Toronto-Dominion Bank (TD) Chief Executive Officer Edmund Clark faced investor doubts when he announced in 2004 he was buying a U.S. consumer lender, challenging larger rivals such as Bank of America Corp. (BAC) in the world’s largest financial market.
“Every analyst said ‘You see, another dumb Canadian trying to go into the U.S.,” Clark said yesterday in an interview at Bloomberg’s headquarters in New York. “They don’t know how to do it. They don’t have the guts. They’re too conservative.”
More than seven years later, Canada’s second-largest bank is one of the 10 biggest lenders in the U.S. by assets, and may soon have the third-most branches in New York City, a banking market almost as big as Canada’s.
By sticking to consumer lending and avoiding high-risk subprime loans and structured products, the Canadian lender posted profit of almost C$3 billion ($3 billion) in U.S. consumer banking over the past three years, while bigger banks such as Bank of America and Citigroup Inc. (C) required government bailouts.
“When we went into the United States, we refused to do subprime lending,” Clark said. “We said, ‘I don’t care what the spreads are, we are not going to do that.’”
Shareholders have rewarded Clark’s ability to weather the financial crisis while expanding earnings on both sides of the border. Toronto-Dominion now has more branches in the U.S. than in Canada. It’s also one of the only banks with an Aaa credit rating from Moody’s Investors Service.
Toronto-Dominion shares have gained 42 percent in the five years ended Dec. 31, 2011. That’s the best performance among Canada’s five largest banks over that period, and compares with a drop of 87 percent for Charlotte, North Carolina-based Bank of America.
“We have had a philosophical view all along that people were changing banks from being built around customers and clients, to being built around traders,” said Clark, 64. “And that was not a good thing for society and it wasn’t a good thing in the end for the banking system.”
The lender posted record annual profit in 2011 of C$6.05 billion, or C$6.43 a share, according to International Financial Reporting Standards.

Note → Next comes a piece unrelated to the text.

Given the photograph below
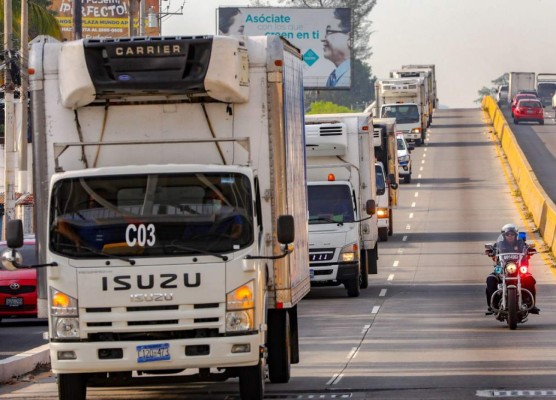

Since Clark became CEO in December 2002, Toronto-Dominion has increased earnings 18 percent on a compounded annual basis.
Bank of America CEO Brian T. Moynihan, 52, has spent the last two years atoning for ill-fated acquisitions made by his predecessor, Kenneth D. Lewis. The 2008 takeover of Countrywide Financial Corp., the biggest home lender during the U.S. housing bubble, saddled the firm with so many liabilities from shoddy mortgages that last year it weighed putting the unit into bankruptcy.
Jerry Dubrowski, a Bank of America spokesman, declined to comment.
Toronto-Dominion and other Canadian lenders avoided subprime lending and structured products during the worst financial crisis since the Great Depression. Canada’s banking system has been ranked the world’s soundest for four straight years by the World Economic Forum, and avoided government bailouts.
“I’m a big believer that you should run an institution and become capable of understanding any part of the institution that you run,” Clark said. “The moment you’re saying ‘No, no, no, but I have a third vice president that does,’ look out. I like to keep institutions a little narrow in their focus.”
TD’s narrow focus began in August 2004, when the lender announced it would buy 51 percent of Portland, Maine-based Banknorth Group Inc. for $3.5 billion.
By 2007, Toronto-Dominion had acquired the rest of Banknorth for $3.19 billion. In March 2008, the bank bought Cherry Hill, New Jersey-based Commerce Bancorp for about $8.33 billion. Toronto-Dominion added South Financial Group Inc. for $191.6 million and now has about 160 branches in Florida.
“You look eight years ago, TD really had no U.S. retail banking presence,” said John Aiken, an analyst at Barclays Capital Inc. in Toronto. He rated Toronto-Dominion shares “overweight/neutral.” “Fast forward to today and they’re a top-10 lender in the U.S., which is hugely impressive.”
Toronto-Dominion purchased auto lender Chrysler Financial Corp. from Cerberus Capital Management LP in 2010 for about $6.3 billion. Clark said a year ago that the bank will become a top- 10 auto lender in the U.S. within three to four years.
The U.S. Southeast bore much of the brunt of the financial crisis as subprime lending and falling home prices roiled housing markets in the area.
Regions Financial Corp. (RF), Alabama’s largest bank, hasn’t posted an annual profit since 2007. The Birmingham-based bank wrote off more than $3 billion in loans during the financial crisis, mostly tied to developers, home builders and mortgage borrowers in Georgia and Florida. Its shares have fallen about 84 percent since 2007.
SunTrust Banks Inc. (STI), based in Atlanta and the 10th-largest U.S. lender by assets, posted six consecutive quarterly losses from 2008 to 2010 as borrowers in the Southeastern real estate market struggled to keep up with loan payments.
Toronto-Dominion was said to be in discussions to buy Florida lender BankUnited Inc. last month before the bank decided to remain independent, according to people with knowledge of the situation. Clark declined to comment on the potential sale, and said the bank doesn’t need acquisitions to grow.
The U.S. economy is showing signs of a turnaround, he said.
“There is a mood shift here,” he said. “Consumers are more optimistic, businesses are more optimistic.”
The bank’s next goal is to become a “top three” bank in New York, Clark said. He said the city’s deposit base is about $750 billion, compared with C$1 trillion for all of Canada. Toronto-Dominion needs to add 60 or 70 more branches to become third largest in the city, Clark said.
“We are now the fifth-largest bank in greater New York City and we’ve set a goal to be the third largest,” Clark said. “So over a 15-year period, we’ll go from zero to third largest.”